A scene of the “Stigmergy” show - PHOTO: XUAN HAI

Make no mistake about it, the on-going Europe Meets Asia in Contemporary Dance festival, which began last week simultaneously in Hanoi and HCMC, and runs until October 14, isn’t aiming to please traditional tastes. Far from it.

But first of all, know your critic. My enthusiasms are for unexpected dramatic effects, loud music, brilliant colors, heart-breaking or transgressive emotions, and awe-inspiring scenery. My reaction to semi-abstract treatments of intellectual concepts to the accompaniment of minimalist music is therefore likely to be muted – unless, that is, they are seductive to the eye, astonishing, or simply pleasantly shocking.

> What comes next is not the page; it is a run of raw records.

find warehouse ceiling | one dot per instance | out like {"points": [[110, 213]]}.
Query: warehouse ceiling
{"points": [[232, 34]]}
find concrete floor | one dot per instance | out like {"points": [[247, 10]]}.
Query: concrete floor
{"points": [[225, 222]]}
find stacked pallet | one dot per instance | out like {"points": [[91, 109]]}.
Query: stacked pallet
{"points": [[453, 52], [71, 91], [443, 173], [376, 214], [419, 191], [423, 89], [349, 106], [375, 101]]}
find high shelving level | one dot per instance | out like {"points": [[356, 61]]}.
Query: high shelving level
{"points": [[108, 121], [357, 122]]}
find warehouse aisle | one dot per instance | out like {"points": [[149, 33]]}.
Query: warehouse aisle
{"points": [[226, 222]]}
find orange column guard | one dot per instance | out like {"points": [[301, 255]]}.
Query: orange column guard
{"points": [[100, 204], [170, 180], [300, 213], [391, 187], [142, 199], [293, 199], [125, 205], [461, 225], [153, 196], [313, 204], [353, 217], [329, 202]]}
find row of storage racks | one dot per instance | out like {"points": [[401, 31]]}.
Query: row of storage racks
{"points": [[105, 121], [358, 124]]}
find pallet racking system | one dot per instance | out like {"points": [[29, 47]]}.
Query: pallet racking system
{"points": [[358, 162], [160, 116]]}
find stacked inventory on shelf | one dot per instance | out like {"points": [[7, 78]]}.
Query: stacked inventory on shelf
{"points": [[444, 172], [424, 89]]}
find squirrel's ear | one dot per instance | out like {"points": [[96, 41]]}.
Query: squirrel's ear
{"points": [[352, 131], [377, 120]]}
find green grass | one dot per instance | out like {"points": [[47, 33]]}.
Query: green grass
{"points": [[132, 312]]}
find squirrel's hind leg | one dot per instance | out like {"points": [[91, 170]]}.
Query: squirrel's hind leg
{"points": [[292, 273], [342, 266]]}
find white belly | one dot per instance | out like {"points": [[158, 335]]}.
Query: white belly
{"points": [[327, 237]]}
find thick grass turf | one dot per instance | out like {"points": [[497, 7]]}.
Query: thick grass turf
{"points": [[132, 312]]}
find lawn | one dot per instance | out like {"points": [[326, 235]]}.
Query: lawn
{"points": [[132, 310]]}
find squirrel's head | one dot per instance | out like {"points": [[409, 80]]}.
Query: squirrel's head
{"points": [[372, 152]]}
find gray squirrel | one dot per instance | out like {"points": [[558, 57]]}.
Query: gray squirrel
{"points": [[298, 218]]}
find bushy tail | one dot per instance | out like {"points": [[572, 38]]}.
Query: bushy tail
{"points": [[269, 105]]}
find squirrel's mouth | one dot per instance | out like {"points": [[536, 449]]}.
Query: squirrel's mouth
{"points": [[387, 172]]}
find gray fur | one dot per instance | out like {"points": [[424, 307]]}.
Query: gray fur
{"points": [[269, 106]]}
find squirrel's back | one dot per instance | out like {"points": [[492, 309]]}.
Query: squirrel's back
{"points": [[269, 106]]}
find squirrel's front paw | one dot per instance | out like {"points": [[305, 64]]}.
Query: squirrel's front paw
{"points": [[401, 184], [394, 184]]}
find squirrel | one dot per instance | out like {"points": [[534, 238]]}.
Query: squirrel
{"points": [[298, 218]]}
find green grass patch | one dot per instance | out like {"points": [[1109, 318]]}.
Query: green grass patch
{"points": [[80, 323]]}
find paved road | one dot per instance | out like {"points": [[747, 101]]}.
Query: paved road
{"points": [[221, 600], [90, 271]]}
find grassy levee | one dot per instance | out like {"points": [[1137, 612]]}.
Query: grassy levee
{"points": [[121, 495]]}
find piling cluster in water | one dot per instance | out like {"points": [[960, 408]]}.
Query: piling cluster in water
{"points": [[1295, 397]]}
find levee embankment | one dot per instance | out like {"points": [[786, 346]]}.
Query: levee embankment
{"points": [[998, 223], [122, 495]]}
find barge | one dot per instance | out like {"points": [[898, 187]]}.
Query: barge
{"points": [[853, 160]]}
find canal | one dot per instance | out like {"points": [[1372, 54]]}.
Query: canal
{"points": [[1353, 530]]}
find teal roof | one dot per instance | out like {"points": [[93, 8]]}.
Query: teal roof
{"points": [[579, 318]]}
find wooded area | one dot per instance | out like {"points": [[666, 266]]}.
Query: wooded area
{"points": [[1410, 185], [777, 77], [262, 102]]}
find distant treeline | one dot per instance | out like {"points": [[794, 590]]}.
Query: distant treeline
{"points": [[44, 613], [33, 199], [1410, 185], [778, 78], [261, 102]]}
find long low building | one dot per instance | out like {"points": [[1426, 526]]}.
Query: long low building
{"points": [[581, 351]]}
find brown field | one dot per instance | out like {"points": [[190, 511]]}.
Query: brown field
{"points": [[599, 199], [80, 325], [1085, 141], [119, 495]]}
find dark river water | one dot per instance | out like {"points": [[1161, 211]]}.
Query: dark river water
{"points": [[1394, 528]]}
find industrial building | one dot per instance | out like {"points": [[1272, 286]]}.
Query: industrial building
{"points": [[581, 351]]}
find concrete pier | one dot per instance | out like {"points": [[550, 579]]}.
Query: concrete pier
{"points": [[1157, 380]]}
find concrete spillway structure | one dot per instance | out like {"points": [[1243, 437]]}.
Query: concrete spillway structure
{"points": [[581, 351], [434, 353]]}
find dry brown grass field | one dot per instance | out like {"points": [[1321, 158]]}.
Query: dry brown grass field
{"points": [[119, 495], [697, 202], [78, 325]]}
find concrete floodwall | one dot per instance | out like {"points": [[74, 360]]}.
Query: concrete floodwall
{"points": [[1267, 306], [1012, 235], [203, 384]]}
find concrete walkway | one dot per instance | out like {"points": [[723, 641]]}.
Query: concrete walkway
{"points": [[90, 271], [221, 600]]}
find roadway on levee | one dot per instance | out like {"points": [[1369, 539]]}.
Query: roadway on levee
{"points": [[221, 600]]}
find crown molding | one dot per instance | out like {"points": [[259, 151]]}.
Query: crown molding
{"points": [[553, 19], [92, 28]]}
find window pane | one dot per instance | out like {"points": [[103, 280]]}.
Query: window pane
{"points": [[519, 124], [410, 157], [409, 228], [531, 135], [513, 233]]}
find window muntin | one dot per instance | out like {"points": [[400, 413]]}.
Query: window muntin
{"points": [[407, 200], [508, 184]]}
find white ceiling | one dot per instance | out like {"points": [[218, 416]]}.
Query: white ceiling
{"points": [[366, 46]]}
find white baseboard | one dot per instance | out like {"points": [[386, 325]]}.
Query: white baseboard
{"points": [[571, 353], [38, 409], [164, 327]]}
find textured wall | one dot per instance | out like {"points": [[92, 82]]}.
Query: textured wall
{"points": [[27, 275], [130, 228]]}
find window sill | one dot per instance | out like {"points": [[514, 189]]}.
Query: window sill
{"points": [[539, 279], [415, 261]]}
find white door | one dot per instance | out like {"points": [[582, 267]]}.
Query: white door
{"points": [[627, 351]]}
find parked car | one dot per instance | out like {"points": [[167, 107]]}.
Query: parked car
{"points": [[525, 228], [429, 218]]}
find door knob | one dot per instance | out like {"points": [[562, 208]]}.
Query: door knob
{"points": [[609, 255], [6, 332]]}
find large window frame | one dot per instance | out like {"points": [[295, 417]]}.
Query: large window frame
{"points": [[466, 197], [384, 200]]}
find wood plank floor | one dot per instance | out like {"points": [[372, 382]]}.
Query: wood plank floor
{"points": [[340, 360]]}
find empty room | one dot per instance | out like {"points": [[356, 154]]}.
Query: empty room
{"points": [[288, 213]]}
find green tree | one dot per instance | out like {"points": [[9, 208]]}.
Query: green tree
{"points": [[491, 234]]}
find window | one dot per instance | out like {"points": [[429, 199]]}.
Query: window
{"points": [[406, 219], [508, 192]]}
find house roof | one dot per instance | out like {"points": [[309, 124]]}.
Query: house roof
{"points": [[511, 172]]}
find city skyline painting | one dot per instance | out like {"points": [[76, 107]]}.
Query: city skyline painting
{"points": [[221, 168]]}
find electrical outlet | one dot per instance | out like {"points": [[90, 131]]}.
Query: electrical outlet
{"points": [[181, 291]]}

This statement is prompted by a performance I attended on Sunday evening. The two items I witnessed were both based on abstract concepts. Stigmergy, a piece involving 16 young dancers from Hanoi, and the creation of Germany-based choreographer Dieter Heitkamp, was said to illustrate the phenomenon of the creation of “complex, seemingly intelligent structures, without the need of any planning, controlling, or even direct communication between the agents”.

This was followed by Black & Scholes. Performed by three female dancers, and the creation of Montreal-based Kim-Sanh Chau, the title refers to a Nobel Prize-winning concept from mathematics and finance, and purported to “confront structure and chaos within a body frame”.

No one was likely to have experienced any very strong emotion while watching either of these two works. The first displayed a series of movements and interactions centered on a long, thick rope, enlivened by the appearance of a figure brandishing two long and extendable poles. The second featured minimal movement – flicking of fingers and the like – and a strange lack of contact between the three female dancers.

What remained with me after the show were three things, all from the second piece. These were mesmeric film of breaking white and grey ocean waves, with a dancer doing very little in the shallows, the intensity of the red lighting that followed this, again with the dancers standing almost inactive in front of it, and some highly rhythmic rock-and-roll style music, which the dancers conspicuously refrained from dancing to. But none of these effects was characteristic of the intellectual nature of either of the two pieces taken as a whole.

A long Q&A session, in Vietnamese and English, followed. During it Dieter Heitkamp made the interesting observation that, with so many dancers onstage in Stigmergy, audience members had to make a choice as to which to watch, and so in effect everyone was experiencing a different performance.

The performance, which was supported by the Goethe Institute, was staged in the theater of the HCMC Dance School at 155 bis Nam Ky Khoi Nghia Street in District 3. This is a magnificent auditorium – comfortable, with superb acoustics, and not too large.

Another event in the festival, Tape Riot, will take place on Nguyen Hue Boulevard on September 27 and 28 at 8 a.m. (yes!) and 5 p.m. It’s the creation of a European company, Asphalt Piloten, that among other things aims to alter our perceptions of public spaces. Needless to say, attendance is free.

The festival performances will end on October 14 with Urban Distortions at 8pm in the Saigon Opera House. It’s the fruit of collaboration between the French-Belgian dance company Transitscape and the female Vietnamese rap star Suboi, who will be onstage in this unique event. Tickets will probably be very hard to come by.

Contemporary dance, in other words, is meant to open our eyes, not caress our prejudices. But, like all art, it still needs to engage its spectators, as well as display originality and flair. As something that stimulates, this festival is certainly welcome, even if in the final analysis beauty remains very much in the eye of the beholder.